The reduction and expiration of a performance bond for the River’s Edge subdivision has Roanoke Rapids city leaders thinking of ways to raise money for infrastructure to serve the needs of the community as developers press to move forward.
Mayor Emery Doughtie said the subdivision, located off East 7th Street not far from Manning Elementary School, is very important to the city’s future, considering new projects around the city, from the Geenex solar power development, to the Klausner project in Enfield will bring more people to the area.
“With all that going on, and with even more things happening, if anybody wants to be in Roanoke Rapids, we really don’t have a lot of subdivisions where people might want to build a new home,” Doughtie said. “We want to get that property where it’s marketable.”
The city’s part in that, Doughtie said, is helping boost infrastructure in the development.
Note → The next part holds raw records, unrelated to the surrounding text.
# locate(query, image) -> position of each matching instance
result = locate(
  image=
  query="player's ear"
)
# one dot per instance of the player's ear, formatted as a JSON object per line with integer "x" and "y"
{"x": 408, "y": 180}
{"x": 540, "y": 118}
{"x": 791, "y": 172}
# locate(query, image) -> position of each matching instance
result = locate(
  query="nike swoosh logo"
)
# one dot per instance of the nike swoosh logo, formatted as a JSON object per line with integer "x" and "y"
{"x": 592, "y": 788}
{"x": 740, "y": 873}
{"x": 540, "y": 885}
City Manager Joseph Scherer said this includes installation of street lights, paving streets and other infrastructure.
The original performance bond agreed upon by the city’s planning department and the property’s original developer, Scherer said, came to $1.3 million. This bond insured against the developer failing to finish the project, which in the end happened. The money, Scherer said, is designed to allow for the installation of infrastructure by the city in the event the developer failed to finish.
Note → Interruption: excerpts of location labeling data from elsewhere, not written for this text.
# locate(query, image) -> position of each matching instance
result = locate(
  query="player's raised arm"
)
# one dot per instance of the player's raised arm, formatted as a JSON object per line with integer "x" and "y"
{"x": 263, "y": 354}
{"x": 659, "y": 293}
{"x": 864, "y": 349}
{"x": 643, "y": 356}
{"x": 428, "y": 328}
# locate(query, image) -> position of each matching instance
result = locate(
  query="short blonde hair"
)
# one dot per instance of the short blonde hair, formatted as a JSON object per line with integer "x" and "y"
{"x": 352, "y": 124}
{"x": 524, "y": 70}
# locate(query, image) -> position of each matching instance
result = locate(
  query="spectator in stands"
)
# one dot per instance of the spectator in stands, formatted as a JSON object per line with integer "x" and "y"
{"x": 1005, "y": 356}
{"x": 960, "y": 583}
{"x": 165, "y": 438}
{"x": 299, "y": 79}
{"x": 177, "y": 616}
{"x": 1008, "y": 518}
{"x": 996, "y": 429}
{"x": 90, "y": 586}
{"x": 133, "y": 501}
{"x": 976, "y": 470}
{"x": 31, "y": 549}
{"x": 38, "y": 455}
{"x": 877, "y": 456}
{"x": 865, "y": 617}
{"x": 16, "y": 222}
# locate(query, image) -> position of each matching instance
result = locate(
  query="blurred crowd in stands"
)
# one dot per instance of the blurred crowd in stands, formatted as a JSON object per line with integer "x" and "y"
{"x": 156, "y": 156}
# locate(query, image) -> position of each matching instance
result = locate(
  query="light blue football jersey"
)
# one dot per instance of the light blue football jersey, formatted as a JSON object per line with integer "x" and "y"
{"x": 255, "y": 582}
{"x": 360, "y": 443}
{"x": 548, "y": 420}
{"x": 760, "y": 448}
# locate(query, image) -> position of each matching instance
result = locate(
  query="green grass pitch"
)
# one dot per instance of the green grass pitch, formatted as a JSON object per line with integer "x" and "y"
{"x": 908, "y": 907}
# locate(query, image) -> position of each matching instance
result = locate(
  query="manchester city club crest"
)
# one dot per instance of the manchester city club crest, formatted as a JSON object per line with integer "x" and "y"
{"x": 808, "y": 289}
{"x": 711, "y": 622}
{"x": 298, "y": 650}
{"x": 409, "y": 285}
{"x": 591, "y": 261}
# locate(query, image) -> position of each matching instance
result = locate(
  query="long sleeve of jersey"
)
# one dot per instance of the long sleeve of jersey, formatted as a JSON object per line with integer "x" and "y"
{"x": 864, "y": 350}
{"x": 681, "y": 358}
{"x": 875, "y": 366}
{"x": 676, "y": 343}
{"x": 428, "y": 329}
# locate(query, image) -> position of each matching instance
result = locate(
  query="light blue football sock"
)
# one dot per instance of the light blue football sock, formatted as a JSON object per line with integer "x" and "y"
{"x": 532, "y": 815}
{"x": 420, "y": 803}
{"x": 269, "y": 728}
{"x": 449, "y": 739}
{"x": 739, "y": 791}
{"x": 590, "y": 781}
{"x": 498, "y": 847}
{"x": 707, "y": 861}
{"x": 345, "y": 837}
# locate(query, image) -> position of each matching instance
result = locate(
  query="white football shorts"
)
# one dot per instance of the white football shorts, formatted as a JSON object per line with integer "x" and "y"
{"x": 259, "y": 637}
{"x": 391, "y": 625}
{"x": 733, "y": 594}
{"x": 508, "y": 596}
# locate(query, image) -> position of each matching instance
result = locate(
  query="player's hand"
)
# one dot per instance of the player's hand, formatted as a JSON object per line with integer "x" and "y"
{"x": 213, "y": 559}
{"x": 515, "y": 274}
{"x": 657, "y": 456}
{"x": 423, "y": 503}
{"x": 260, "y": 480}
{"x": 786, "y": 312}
In 2008, Scherer said, city council members authorized a reduction in the bond to $168,437.58. So far, Scherer has not been able to determine why council members authorized such a reduction.
However, the bond has since expired. The city was able to settle with the bond company for $115,000, but that amount will not cover the costs of installing the infrastructure the current developer, RBD Investments, are asking for in order to help move the project forward.
“They are interested in moving forward as quickly as they can,” Scherer said. “We’ve had preliminary discussions about responsibilities such as infrastructure.”
Scherer doesn’t have a timeframe on when work could begin in the development, but for those already living there, he’s eager to get infrastructure and city services in place as soon as they are able.
“We’re looking at what options are out there and we’re trying to decide how this can and should be handled,” Scherer said.
While it is possible the city will have to find some money to pay for future development at River’s Edge, Doughtie said the city and county have already done the taxpayers a huge service by putting in a $400,000 bid on the property when it came up for auction Oct. 25. This bid was designed to cover the taxes, and RBD’s upset bid a few days later meant the city and county would get the taxes owed out of the deal.
“It was a good business decision when they stepped up to put that bid on the property,” Doughtie said. “Some people questioned that, but that prevented the property from selling for less than what was owed on it in taxes. Then the taxpayers would have come up short, not being able to get what was owed on the property.”
RBD purchased the property for around $432,000 in early November. Robbie Davis, head of RBD, said he considers the development a long-term project but wants to get the properties marketable as soon as possible.